Even while keeping in mind that my ratings are in no way universally representative-- though I think there are many fans who would feel roughly the same way-- I think the general high opinion of the Marvel work says something interesting about the nature of creativity.
 
In my essay on Jerry Siegel, OCD ON A HOTPLATE, I wrote:
 
Interestingly, of all the Siegel stories I've read, the ones with the greatest mythicity are the ones he did for the 1960s SUPERMAN titles under legendary tough-editor Mort Weisinger. A story like "Superman's Return to Krypton" shows a far greater organization of story elements-- including symbolism-- than anything Siegel had done in earlier eras.
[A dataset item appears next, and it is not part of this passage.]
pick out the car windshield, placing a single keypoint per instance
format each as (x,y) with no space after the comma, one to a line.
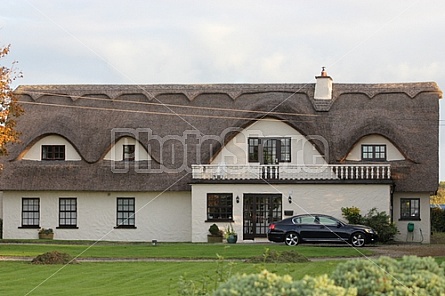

Yet it doesn't seem that this was Siegel's normal mode of operation, for after he severed relations with DC in the mid-60s, his scripts became pretty wild-and-woolly once more, as one can observe from his output at the Archie imprint Mighty Comics.

This apparent process, by which Siegel wrote with greater restraint under the strong editorship of Mort Weisinger, yet went back to a "wild-and-woolly" mode of scripting, seems no less applicable to the development of Kirby after he determined that he would no longer work with other writers. 

What I suspect happened both times is that Kirby and Siegel-- both of whom had been in the comics-business many years-- benefitted from strong editors Mort Weisinger and Stan Lee in a *creative* sense, in spite of all indications that both editors probably abused their authority to differing extents.  This is not a logical development, but I believe there's some truth, even if it's only that Kirby and Siegel did some of their best work for exigent business-reasons; because they knew they'd lose valuable time and money if they didn't do their best each time out, or at least what those editors deemed to be their best.

One might imagine Lee and Weisinger functioning in the two creators' heads as little representations of the "ego," attempting to dominate and control the "id" of wild creativity that stemmed from Kirby and Siegel respectively.

Can I prove that Jack Kirby designed more organized, aesthetically-pleasing scenarios for THOR and FANTASTIC FOUR than he did in THE ETERNALS because in the former he had a little "Stan Lee" in his head?  Of course not; no more than I can prove my above ratings to be objective truth.

But for me personally, it goes a long way for explaining how Kirby went from his DC work to his Marvel work with a "zero to sixty" rapidity.